We got out the boats. An old handkerchief answered for a sail. We loaded them with coffee, sugar, pork, and set the sail and watched them slowly creep to the other shore. And the Johnnies? To see them crowd the bank and push and scramble to be the first to seize the boats, going into the water and stretching out their long arms. Then, when they pulled the boats ashore, and stood in a group over the cargo, and to hear their exclamations, “Hurrah for hog.” “Say, that’s not roasted rye, but genuine coffee. Smell it, you’uns.” “And sugar, too!”

Then they divided the consignment. They laughed and shouted, “Reckon you’uns been good to we’uns this Christmas Day, Yanks.” Then they put parched corn, tobacco, ripe persimmons, into the boats and sent them back to us. And we chewed the parched corn, smoked real Virginia leaf, ate persimmons, which if they weren’t very filling at least contracted our stomachs to the size of our Christmas dinner. 
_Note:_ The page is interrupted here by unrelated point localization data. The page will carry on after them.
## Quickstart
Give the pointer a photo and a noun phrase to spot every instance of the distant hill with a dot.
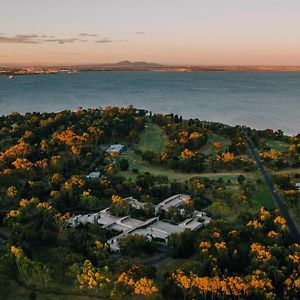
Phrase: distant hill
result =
(139, 64)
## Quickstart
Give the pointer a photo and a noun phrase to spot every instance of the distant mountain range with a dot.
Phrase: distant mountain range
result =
(138, 66)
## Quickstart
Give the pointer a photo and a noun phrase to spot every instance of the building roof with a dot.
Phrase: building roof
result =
(115, 148)
(93, 175)
(175, 201)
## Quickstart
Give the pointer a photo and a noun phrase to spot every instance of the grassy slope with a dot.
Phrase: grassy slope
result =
(209, 149)
(152, 139)
(278, 145)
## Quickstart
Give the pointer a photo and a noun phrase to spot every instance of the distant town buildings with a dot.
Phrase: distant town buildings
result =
(152, 228)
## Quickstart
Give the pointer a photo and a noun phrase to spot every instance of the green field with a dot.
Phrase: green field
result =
(152, 139)
(136, 162)
(209, 149)
(278, 145)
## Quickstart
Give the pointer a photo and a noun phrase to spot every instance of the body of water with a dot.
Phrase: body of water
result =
(256, 99)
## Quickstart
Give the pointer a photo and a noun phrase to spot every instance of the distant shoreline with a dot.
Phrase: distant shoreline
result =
(37, 70)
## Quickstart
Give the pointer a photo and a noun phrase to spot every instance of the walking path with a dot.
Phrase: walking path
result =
(283, 209)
And so the day passed. We shouted, “Merry Christmas, Johnny.” They shouted, “Same to you, Yank.” And we forgot the biting wind, the chilling cold; we forgot those men over there were our enemies, whom it might be our duty to shoot before evening.
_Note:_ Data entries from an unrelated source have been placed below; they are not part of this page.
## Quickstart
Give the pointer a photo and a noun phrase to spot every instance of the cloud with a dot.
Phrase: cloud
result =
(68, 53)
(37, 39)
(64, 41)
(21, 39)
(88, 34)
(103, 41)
We had bridged the river, spanned the bloody chasm. We were brothers, not goes, waving salutations of good-will in the name of the Babe of Bethlehem, on Christmas Day in ’62. At the very front of the opposing armies, the Christ Child struck a truce of us, broke down the wall of partition, became our peace. We exchanged gifts. We shouted greetings back and forth. We kept Christmas and our hearts were lighter of it, and our shivering bodes were not quite so cold.
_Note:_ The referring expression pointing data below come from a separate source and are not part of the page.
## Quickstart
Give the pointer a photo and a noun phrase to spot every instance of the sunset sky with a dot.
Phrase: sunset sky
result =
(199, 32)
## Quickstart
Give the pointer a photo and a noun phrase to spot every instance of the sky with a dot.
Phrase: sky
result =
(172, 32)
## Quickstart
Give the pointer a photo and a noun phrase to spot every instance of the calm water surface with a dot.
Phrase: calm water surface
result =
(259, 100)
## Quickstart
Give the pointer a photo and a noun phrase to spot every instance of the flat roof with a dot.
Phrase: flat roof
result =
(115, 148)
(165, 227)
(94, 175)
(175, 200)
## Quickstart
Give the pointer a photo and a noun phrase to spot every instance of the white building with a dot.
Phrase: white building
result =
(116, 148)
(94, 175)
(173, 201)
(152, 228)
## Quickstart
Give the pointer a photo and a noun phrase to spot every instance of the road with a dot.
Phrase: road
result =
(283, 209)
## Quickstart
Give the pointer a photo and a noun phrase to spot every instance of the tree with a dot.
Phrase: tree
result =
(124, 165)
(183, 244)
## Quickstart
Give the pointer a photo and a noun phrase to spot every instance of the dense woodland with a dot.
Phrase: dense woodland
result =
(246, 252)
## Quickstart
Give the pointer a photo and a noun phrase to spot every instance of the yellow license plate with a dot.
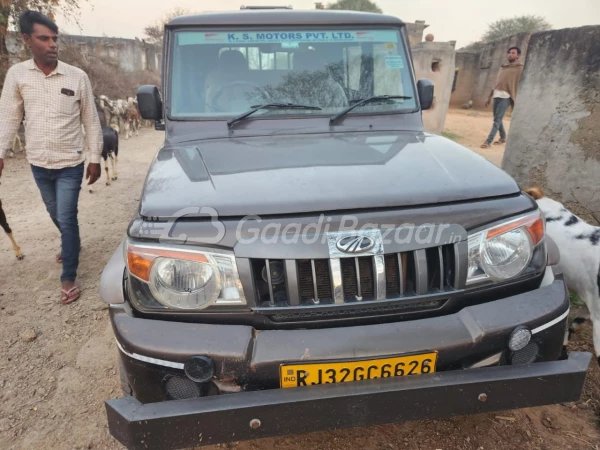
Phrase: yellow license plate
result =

-- end of article, Christmas Number, Harper’s Weekly, 1886.

I did not correct most of the misspellings or punctuation mistakes in the Harper's Weekly article above. Other than a coma or two, it appears above as it did in 1886.

The Civil War was a time of valor and tremendous sacrifice on both sides, but also great sorrow. During the summer months, the heat was horrible -- especially on those who lay wounded and dying on the battlefield. While that was the case, it is said that there was no worse time to be a soldier in either army than that of the dead of winter. 

The freezing cold, the mud, the dung, the lack of food and sanitation, the sickness, and of course the dead. Both Union and Confederate troops had it tough and struggled to do their duty because simple survival in the freezing cold took more of a priority than that of duty in many cases. Just the fight to survive the harsh winter weather alone killed thousands of troops. Thousands died from exposure and disease throughout the war. More died of diseases in the Civil War than gunshot wounds. 

As with troops in every war since time and memorial, horrid conditions spur thoughts of home and loved ones. Troops have always tried to bring a little Christmas spirit, that which they yearned for, into their time underarms. To fight the loss and sorrow, fellowship and camaraderie serve to help fight the melancholy that sets in during the Christmas season away from home.

The "Christmas Truce" of 1863 would not be the last unofficial truce between Union and Confederate troops. It is certainly not as famous as the Christmas Day Truce between British, French, and German soldiers during World War I. Such things were discouraged by high ranking officers. They always have been. No, there was nothing official of any of those truces during the Civil War or that famous one later during War World I. 

Truces spring up when the exchange of gunfire and cannon stops. They happened entirely unofficially when soldiers decide on their own that for that moment and time, peace and goodwill towards their fellow man should prevail for at least a few minutes.